Rob Griffiths one of the editor of MAC OS X Hints is now leaving the Company, As for Mac OS X Hints, the site is owned by Macworld, so it will continue to run under the oversight of a new editor, who will have the benefit of Griffiths around for training as long as necessary. But it will be a little bit of a disappointment to not see the little Rob Griffiths notes on the hints in the future. Now we can Follow him on the Many Tricks site. So here are some of the Best MAC OS X Tips & Tricks written by Rob Griffiths.
1. Run a screensaver as your desktop background: This one is still my all-time-favorite hint for showing off the power of OS X. It lets you run a screensaver as your desktop “image,” complete with full motion. When I first wrote about this, this trick took 50% of the CPU power of a G4/733MHz machine. Now it takes around 1% to 3% of my 2.66GHz MacBook Pro’s CPU. Very fun!
2. Quicker custom icons: A simple timesaver to ease creation of custom icons. On a related note, I also really like the Easily view an application’s icons hint, which explains how to quickly see all the icons—including the glorious 512×512 versions—for any application.
3. The color picker: The color picker—that small dialog that appears when you want to pick a color for fonts, boxes, and so on—is amazingly powerful, but surprisingly few people know all of its tricks. Secrets of the color picker revealed many of those tricks. Later, I explained how to use images in the color picker.
4. Safely modify Apple’s widgets: I love to muck about with stuff in the system, and Dashboard widgets are a favorite target. Because they’re mainly HTML, CSS, and Javascript, it’s possible to change how they look and work with some minor tweaks. The linked hint explains how to do that safely, and includes links to a sampling of modifications.
5. Display info in the login window: You may know you can cycle the information you see in the login window, but did you know you can permanently change what appears there? I have mine set to show the date and time, which seems much more useful than the machine name.
6. Change the login window background: While I love Apple’s desktop pictures, I’d really rather see one of my own when I’m on the login screen. This hint explains the safest way to change it in OS X 10.5 and newer.
7. Limit the bash shell’s prompt length: If you spend much time in Terminal, and navigate into deeply-buried folders, the path that shows as part of the prompt can get really long. This hint explains how to limit its length. Note the instructions are a bit out of date—you’ll be editing .profile, not .bash_profile, but the rest should work as described.
8. Terminally fun Friday: A couple fun examples of completely non-productive things you can do in Terminal. If you want even more Terminal fun, how about a text-based adventure game?
9. Force Mail to go ‘old school’: Old school as in nothing but monospaced text. This hint forces Mail to ignore all formatting commands in e-mails and display them in plain text…the way all us old fogies prefer to read our e-mail.
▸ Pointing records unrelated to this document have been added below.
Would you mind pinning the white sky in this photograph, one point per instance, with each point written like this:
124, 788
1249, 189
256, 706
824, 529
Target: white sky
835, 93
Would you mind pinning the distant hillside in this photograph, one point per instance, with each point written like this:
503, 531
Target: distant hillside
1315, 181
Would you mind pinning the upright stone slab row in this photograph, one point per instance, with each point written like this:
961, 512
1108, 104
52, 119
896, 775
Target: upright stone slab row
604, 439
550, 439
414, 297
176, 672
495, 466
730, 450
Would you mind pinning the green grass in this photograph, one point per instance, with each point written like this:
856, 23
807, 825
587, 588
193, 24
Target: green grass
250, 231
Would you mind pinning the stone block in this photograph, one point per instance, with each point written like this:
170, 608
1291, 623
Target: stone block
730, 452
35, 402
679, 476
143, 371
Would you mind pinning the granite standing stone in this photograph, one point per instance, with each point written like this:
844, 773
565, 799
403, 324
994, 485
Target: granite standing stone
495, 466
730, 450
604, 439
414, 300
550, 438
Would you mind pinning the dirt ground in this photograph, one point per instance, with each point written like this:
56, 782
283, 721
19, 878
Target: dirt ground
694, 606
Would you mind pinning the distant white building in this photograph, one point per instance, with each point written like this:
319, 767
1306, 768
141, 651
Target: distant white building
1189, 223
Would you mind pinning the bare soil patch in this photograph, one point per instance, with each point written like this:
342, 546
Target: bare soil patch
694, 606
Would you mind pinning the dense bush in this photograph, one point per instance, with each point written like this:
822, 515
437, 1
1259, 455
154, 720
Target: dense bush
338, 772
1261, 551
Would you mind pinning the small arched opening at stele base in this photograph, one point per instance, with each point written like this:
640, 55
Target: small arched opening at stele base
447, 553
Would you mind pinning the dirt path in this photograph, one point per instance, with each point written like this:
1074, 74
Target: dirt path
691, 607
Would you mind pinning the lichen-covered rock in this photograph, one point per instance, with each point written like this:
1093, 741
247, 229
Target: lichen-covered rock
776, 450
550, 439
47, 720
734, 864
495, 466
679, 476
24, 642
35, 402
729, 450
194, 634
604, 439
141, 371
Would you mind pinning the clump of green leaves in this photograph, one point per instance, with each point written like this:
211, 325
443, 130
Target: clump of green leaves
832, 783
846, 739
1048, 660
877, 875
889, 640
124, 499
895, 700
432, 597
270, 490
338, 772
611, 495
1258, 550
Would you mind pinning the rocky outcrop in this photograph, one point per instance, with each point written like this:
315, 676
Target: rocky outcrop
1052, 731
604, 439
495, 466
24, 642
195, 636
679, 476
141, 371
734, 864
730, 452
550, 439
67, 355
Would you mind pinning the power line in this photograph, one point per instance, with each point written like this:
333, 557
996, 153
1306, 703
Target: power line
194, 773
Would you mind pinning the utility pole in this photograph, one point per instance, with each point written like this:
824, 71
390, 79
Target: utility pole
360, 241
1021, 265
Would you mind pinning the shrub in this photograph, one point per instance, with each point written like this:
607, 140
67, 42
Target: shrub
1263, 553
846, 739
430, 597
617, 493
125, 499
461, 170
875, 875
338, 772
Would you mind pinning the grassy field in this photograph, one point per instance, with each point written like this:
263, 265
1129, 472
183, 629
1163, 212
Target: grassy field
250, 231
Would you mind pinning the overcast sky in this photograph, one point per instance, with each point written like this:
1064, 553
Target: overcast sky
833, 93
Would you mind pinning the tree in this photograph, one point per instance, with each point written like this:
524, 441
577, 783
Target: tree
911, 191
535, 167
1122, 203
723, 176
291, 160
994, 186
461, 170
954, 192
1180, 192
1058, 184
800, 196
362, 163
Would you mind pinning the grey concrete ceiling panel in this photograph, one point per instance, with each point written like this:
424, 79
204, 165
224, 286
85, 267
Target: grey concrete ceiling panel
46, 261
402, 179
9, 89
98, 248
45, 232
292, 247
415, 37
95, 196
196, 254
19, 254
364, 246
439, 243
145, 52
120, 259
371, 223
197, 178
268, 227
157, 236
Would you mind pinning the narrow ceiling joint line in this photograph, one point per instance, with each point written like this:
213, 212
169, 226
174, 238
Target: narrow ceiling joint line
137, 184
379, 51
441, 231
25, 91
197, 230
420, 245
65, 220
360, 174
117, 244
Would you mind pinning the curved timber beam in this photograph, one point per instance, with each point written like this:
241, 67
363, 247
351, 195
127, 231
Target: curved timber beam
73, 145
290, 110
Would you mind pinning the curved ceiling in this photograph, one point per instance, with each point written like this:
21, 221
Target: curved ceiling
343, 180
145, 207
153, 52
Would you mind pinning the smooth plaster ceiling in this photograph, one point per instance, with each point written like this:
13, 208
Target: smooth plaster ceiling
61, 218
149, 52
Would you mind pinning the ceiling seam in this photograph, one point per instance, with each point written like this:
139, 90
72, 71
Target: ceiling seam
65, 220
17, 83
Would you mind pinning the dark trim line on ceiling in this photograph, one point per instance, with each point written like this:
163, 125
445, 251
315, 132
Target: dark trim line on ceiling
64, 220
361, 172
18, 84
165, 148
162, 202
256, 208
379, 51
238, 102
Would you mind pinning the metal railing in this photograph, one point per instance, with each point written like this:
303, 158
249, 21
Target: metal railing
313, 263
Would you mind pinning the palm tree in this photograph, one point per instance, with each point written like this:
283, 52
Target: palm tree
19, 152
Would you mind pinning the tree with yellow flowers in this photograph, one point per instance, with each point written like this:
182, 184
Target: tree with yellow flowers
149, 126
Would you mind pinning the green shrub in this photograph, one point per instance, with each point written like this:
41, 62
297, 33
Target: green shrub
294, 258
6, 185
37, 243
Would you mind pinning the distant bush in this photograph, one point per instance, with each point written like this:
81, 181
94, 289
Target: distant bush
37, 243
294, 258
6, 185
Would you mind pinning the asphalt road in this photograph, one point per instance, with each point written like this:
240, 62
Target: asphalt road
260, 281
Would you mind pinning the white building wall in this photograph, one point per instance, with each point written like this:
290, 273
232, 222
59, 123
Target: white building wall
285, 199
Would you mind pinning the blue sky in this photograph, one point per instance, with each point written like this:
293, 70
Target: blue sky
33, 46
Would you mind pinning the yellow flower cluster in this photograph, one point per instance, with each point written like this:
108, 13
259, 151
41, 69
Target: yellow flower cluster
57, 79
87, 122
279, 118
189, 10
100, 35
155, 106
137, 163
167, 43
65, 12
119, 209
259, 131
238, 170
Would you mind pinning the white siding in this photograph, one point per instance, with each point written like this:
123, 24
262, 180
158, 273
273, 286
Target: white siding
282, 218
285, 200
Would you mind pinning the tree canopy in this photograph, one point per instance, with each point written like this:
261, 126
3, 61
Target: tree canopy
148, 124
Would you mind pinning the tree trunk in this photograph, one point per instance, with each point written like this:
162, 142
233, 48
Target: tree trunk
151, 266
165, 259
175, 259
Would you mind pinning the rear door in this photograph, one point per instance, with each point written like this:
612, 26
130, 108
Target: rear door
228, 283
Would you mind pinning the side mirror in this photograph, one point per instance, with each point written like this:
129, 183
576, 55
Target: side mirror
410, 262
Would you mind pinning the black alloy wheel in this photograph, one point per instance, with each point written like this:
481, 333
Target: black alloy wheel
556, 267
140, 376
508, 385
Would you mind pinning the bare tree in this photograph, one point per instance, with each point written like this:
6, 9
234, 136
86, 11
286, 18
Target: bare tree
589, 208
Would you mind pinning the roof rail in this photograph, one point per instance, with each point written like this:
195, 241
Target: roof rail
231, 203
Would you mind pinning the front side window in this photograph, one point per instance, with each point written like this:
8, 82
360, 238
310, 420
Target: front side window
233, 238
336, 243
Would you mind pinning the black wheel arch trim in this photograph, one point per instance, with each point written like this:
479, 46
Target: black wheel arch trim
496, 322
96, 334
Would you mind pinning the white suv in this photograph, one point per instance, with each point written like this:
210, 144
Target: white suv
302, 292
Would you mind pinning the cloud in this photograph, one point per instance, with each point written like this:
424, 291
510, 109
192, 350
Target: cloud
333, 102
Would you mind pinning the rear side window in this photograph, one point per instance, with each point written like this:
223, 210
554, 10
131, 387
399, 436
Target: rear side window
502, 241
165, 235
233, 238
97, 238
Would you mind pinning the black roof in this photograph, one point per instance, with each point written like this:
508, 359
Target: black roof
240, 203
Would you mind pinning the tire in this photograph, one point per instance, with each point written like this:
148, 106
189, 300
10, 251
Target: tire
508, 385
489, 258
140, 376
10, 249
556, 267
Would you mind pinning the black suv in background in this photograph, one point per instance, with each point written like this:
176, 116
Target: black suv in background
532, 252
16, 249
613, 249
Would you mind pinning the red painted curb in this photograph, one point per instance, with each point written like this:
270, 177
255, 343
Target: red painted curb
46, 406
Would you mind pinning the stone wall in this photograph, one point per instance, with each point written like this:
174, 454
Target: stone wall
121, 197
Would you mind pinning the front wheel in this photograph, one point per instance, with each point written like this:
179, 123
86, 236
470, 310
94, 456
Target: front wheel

10. Hints about sound levels: There are two volume-level hints that I really like. The first is an odd, but definitely not-a-bug, behavior of the Mute key on your keyboard: you can use it to set a super-quiet volume level—something above Mute but below the first bar of the onscreen slider showing volume levels. Speaking of the onscreen slider, you can change that in fine-grained increments, instead of one full block at a time.